Between federal relief unemployment and state unemployment, someone can get $662 per week. That equals $34,424 a year, she noted. 
 
“To be frank, the federal government has created a situation where it is in someone’s better financial interest to stay on unemployment than it is to take that next job, and that is unfortunate, but that is where we are,” Block said. 
 
But Thursday, Democrats offered a string of 23 amendments to the bill, one of which was a proposal by Rep. Terry Sabo (D-Muskegon) to replace the Return to Work grants with a series of “career and higher education investments.” 
 
That amendment failed, as did nearly all others, in 12-17 party-line votes. 
 
The only amendment accepted by the committee was one by Rep. Rachel Hood (D-Grand Rapids) to expand the number of employees at veterans homes eligible for premium pay.
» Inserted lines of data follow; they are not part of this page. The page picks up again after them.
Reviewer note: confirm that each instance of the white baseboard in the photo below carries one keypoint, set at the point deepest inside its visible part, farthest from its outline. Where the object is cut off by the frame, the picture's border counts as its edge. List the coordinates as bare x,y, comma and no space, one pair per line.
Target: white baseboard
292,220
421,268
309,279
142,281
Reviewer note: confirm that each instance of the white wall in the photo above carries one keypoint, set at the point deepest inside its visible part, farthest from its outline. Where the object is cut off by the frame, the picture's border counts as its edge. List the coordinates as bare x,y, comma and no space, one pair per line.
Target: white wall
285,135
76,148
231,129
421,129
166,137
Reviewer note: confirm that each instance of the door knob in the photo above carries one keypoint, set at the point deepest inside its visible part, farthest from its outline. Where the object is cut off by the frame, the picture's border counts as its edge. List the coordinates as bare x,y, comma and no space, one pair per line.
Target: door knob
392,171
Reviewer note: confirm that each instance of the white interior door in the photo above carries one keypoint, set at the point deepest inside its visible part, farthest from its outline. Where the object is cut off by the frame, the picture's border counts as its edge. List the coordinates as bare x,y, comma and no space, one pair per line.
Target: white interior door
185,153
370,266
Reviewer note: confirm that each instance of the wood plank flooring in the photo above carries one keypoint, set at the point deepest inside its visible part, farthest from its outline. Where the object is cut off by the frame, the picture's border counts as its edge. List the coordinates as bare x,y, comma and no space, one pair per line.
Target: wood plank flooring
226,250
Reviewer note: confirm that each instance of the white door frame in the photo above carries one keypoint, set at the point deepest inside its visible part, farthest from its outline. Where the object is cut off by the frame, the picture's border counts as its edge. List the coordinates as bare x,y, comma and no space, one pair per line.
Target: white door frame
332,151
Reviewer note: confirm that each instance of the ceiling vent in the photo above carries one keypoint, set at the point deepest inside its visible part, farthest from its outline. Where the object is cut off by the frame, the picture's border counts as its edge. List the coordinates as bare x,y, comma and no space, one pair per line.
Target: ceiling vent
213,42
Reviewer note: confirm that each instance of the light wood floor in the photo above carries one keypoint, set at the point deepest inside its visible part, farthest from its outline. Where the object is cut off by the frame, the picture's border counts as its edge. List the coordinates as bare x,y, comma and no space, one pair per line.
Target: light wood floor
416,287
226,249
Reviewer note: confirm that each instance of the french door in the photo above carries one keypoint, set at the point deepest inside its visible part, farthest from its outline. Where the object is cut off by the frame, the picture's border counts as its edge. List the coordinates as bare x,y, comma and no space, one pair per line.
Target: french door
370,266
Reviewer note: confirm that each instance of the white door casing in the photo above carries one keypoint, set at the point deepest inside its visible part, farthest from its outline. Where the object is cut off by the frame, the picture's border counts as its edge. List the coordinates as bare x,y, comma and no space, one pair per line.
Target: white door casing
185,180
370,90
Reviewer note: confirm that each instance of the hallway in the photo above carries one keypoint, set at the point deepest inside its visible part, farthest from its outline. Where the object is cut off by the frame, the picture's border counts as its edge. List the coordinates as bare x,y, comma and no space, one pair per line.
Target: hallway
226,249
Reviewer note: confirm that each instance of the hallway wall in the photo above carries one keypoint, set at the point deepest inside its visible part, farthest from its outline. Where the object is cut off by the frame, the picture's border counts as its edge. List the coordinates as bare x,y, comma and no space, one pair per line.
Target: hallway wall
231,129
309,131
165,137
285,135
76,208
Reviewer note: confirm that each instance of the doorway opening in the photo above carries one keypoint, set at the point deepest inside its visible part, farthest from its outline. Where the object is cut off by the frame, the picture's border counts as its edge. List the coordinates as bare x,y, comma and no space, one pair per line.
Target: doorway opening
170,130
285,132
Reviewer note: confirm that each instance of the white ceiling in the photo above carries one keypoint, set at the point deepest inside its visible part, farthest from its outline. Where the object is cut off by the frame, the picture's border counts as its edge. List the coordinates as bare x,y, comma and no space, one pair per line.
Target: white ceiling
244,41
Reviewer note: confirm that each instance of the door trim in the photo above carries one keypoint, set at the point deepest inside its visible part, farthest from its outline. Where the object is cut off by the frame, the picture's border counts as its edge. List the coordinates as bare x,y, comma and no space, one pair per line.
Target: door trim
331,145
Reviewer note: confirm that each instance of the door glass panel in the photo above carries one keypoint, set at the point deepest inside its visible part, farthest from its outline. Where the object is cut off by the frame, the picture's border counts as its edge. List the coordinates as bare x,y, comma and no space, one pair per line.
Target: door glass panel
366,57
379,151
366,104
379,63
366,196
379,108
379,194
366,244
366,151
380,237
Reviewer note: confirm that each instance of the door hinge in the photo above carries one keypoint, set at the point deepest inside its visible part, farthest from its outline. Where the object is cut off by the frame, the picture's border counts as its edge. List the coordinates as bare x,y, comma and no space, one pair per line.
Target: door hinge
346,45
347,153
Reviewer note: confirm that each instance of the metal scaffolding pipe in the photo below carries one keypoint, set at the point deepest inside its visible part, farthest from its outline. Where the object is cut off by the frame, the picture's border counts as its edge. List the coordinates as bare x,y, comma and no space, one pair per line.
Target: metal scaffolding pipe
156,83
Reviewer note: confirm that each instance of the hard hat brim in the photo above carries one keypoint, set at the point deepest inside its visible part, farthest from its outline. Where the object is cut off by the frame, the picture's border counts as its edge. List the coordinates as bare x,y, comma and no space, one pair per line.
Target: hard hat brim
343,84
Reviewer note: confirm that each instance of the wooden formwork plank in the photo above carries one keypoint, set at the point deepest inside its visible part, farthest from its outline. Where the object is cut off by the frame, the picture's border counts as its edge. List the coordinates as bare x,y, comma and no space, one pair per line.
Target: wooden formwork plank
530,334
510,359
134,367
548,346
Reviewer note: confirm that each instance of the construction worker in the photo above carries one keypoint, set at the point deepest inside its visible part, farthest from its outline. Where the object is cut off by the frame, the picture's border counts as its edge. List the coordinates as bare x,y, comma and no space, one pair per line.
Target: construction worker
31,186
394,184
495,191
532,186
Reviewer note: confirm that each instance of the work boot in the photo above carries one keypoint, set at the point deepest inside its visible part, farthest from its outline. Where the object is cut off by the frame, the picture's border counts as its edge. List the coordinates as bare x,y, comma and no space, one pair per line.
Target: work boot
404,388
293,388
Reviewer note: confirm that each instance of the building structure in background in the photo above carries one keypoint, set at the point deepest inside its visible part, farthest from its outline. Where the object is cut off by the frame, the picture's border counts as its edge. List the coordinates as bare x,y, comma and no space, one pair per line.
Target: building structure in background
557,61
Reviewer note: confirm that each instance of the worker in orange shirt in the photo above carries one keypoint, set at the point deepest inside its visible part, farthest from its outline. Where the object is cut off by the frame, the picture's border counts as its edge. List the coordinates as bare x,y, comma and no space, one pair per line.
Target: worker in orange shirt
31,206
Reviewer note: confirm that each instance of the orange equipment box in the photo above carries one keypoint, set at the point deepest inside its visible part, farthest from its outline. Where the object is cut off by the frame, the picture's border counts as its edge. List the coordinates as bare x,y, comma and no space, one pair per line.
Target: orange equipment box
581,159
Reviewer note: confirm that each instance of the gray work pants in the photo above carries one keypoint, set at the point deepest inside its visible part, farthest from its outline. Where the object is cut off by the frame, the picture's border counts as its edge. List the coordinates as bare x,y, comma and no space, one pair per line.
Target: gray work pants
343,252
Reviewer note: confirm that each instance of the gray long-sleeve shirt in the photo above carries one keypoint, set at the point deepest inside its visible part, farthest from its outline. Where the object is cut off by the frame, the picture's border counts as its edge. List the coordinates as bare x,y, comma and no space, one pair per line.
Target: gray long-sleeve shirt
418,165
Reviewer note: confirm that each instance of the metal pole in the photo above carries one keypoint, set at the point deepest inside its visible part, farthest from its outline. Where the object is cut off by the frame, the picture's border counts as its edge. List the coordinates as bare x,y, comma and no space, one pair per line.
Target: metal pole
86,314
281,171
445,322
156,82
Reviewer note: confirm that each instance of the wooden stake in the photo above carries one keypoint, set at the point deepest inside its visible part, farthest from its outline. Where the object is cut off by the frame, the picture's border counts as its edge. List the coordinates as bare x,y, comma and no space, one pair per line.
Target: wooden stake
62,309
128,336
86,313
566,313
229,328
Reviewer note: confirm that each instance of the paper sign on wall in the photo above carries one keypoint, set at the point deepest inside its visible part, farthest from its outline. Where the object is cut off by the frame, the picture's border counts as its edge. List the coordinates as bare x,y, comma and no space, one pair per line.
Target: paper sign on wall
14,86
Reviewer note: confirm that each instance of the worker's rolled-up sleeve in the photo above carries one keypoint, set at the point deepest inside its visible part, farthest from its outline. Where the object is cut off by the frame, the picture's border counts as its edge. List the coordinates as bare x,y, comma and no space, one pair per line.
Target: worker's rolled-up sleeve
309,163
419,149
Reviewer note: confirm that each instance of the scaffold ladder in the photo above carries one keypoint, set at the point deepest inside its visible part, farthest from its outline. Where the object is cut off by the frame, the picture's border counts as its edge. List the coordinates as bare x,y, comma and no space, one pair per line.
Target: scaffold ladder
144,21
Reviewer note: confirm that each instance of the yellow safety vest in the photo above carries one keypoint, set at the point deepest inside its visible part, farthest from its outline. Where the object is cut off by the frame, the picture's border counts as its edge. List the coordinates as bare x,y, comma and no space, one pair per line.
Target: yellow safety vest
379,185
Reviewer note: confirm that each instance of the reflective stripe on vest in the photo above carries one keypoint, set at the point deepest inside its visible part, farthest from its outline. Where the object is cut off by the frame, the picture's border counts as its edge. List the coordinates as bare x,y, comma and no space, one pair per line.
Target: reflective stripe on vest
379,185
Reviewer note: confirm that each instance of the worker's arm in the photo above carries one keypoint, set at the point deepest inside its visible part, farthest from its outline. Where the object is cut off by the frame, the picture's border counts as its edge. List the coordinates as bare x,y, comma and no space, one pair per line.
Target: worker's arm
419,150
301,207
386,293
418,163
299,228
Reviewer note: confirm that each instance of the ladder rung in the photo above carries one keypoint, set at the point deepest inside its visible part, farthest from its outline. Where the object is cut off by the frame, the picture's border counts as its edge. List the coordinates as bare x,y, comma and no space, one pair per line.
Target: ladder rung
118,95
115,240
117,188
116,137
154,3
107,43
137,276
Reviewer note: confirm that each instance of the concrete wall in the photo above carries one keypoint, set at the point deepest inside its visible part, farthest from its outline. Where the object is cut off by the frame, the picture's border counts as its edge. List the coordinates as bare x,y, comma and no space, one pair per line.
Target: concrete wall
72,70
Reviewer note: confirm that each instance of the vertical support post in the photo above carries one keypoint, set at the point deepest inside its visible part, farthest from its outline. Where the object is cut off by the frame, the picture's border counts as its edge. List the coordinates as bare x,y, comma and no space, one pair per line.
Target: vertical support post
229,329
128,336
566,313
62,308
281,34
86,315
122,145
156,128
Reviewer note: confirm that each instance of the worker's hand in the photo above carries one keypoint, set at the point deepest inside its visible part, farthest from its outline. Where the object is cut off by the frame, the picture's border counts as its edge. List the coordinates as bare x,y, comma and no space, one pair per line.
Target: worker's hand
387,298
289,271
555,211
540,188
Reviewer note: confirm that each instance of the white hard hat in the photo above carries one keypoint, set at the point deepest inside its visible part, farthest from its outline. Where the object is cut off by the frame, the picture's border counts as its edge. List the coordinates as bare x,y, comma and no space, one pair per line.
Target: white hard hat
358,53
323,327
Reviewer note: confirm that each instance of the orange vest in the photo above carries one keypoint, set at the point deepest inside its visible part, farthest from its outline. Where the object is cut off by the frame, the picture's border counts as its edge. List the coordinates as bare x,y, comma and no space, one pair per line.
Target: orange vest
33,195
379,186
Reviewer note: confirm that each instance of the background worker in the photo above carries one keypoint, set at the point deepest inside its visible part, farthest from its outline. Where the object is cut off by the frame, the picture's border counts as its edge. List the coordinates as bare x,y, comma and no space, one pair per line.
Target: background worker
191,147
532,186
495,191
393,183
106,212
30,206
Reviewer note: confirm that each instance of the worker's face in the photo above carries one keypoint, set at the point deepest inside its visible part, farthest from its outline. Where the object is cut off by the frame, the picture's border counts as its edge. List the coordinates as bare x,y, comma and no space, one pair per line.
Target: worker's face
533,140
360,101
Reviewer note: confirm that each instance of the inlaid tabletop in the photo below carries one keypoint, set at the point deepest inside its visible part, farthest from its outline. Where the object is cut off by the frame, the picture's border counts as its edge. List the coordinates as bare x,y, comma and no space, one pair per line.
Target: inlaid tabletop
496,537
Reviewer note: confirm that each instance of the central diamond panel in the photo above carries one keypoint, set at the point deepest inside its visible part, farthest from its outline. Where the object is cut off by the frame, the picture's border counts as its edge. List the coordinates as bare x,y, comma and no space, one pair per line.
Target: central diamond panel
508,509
That would include social workers, activity staff, dietary service staff or other facility staff, Hood explained. It passed in a unanimous vote. 
 
HB 4420 appropriates $3.6 billion to various state department budgets for fiscal year (FY) 2020-21. Of that, $992.3 million is from the state’s General Fund. 
 
A supplemental spending plan that moved out of committee Wednesday including the “inflexible” funding from the Biden plan and leftover federal stimulus from the President Donald Trump era. 
 
The bill includes $781 million for the Department of Labor and Economic Opportunity, $410 million for the Department of Health and Human Services (DHHS), $109.5 million for Corrections, $250 for Licensing and Regulatory Affairs and $1 billion for Transportation. 
 
The bill includes: 
 
– $40 million for settlement payments in the Does v Department of Corrections case. 
 
– $100 million to provide a $20 per Medicaid day increase to nursing homes that have experienced a 5% or greater decline in their daily census. 
 
– $215 million to create a competitive grant program to increase the number of long-term pediatric psychiatric inpatient hospitals and to build a new Hawthorn Center for children and adolescents. 
 
– $17.5 million to provide premium pay for frontline workers throughout DHHS. 
 
– $250 million to set up a Natural Gas Infrastructure Expansion Fund to help utilities reach unserved and underserved areas, provide capacity for demand growth in underserved areas, and provide customer assistance programs to convert residences from more expensive fuel sources to natural gas.